• L’INFILTRATION CHINOISE EN EUROPE (2)

    Dans notre premier mail sur ce sujet, nous avons mentionné les plateformes principales connues : l’Italie avec le port de Naples, la Grèce avec celui du Pirée, la France avec CHATEAUROUX et la Hongrie.

    Dans un premier temps nous avons présenté NAPLES, rongée par les mafias italo-chinoises et ses conséquences affectant toute l’Europe. Evidemment il aurait fallu de plus amples explications pour en évaluer l’ampleur. Je vous recommande donc de lire GOMORA,  le  livre  de  ROBERTO SAVIANO, édité  par  GALLIMARD, particulièrement complet et même impressionnant sur la question.

    Au point que sa tête a été mise à prix par la mafia italienne et qu’il est 24 heures sur 24 placé sous la protection des carabiniers. Aujourd’hui mentionnons le port du Pirée en Grèce placé sous le pavillon chinois, donc un nouvel ancrage important en Europe.

    Dans nos précédents mails nous avions exposé comment le nouveau gouvernement hongrois étranglé économiquement avait fait appel à la Chine pour l’aider.

    Pour ce faire il avait offert une véritable plateforme d’accueil en Hongrie en contrepartie d’un prêt médiocre et sans promesses, selon la coutume. Aujourd’hui citons l’exemple français de CHATEAUROUX, ancienne grande base aérienne de l’OTAN, disposant d’un aérodrome capable d’accueillir les plus grands avions de fret.

    Considéré comme un atout pour une ville de 76450 habitants, dont l’écroulement de l’industrie textile, puis la suppression de l’implantation de l’armée française au titre de l’application d’une réforme drastique a privé de nombreuses régions françaises de ses garnisons traditionnelles.

    Donc  privant cette campagne berrichonne d’emplois. Il est donc prévu qu’en 2013,les Chinois débarquent pour construire des DIZAINES d’usines, pour y faire théoriquement travailler des Français… 30 à 40 firmes spécialisées en électronique et de haute technologie s’emplanteront en bordure de ville.

    Les Chinois promettent la création de 4000 emplois… ce que les élus locaux réconfortés par cet appel d’air ont tendance à considérer comme acquis. Voire, car tous les exemples italiens de ce type de manœuvre, tentés en Italie (PRATO  en TOSCANE) ont simplement provoqué un afflux de MILLIERS de travailleurs clandestins infestant l’Italie et travaillant au rabais.
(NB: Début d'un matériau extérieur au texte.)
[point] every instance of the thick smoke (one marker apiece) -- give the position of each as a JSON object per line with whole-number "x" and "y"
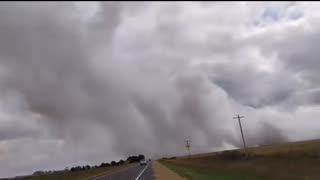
{"x": 66, "y": 71}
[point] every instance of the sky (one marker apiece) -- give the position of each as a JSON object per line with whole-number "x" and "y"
{"x": 91, "y": 82}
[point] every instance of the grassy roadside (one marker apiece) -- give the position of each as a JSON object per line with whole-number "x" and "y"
{"x": 200, "y": 174}
{"x": 292, "y": 161}
{"x": 80, "y": 175}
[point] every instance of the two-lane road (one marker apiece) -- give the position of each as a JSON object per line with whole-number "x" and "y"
{"x": 130, "y": 173}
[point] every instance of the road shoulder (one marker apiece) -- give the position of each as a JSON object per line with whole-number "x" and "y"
{"x": 161, "y": 172}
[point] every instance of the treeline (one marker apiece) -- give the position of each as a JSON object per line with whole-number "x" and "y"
{"x": 130, "y": 159}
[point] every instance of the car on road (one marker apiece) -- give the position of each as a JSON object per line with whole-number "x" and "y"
{"x": 143, "y": 162}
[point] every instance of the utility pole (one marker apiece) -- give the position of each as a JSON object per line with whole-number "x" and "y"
{"x": 188, "y": 145}
{"x": 244, "y": 142}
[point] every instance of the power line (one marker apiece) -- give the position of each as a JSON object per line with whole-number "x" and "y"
{"x": 244, "y": 142}
{"x": 188, "y": 145}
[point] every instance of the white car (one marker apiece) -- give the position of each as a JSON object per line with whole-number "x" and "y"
{"x": 143, "y": 162}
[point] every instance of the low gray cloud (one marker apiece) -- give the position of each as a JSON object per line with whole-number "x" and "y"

Au point que les italiens parlent d’une colonisation rampante, pour le moment économique. En effet, les Européens en récession ont la fâcheuse tendance à accorder de trop grandes libertés aux chinois, sans contrepartie véritable.

    C’est ainsi que la Chine a pu pomper la haute technologie occidentale, construisant des airbus, des voitures de luxe etc, sans contrepartie, à des prix  imbattables, pour ensuite les exporter dans le monde. L’expérience de Chateauroux est donc à suivre de près car il est douteux que cette promesse de 4000 emplois soit tenue selon les syndicats. La question est de savoir s’il s’agit  d’une ré industrialisation ou bien d’une simple implantation logistique et commerciale en vue de conquérir de nouveaux marchés européens et africains.

    En fait, les Chinois comptent récupérer la précieuse étiquette made in France pour pouvoir exporter plus cher des produits construits en Chine et parfois montés en France. La manœuvre est habile : les Chinois réussissent ainsi  à se rapprocher de leurs marchés à l’ouest.

    Il s’agit d’une espérance de sauvetage à court terme et non  d’une  re industrialisation véritable. D’autant que cette société chino-française est conçue au capital majoritairement chinois : le danger est qui PAIE, GOUVERNE. Et nous savons ce qu’il est advenu de notre métallurgie aspirée par les Indiens…

    FAUDRA T’IL IMPORTER DE PEKIN DES ETIQUETTES MADE IN FRANCE, ironisent les contempteurs de ce projet ?

    Pour des produits simplement montés et assemblés en France. L’attrait de cette étiquette se limitant aux produits de haute technicité. En résumé le risque est de permettre une banale unité de pénétration du marché européen et africain, car il est douteux que l’ambition chinoise se limite à la seule Europe.

    En bref c’est le monde à l’envers et le risque de voir se fermer cette aventure suivant la conjoncture internationale.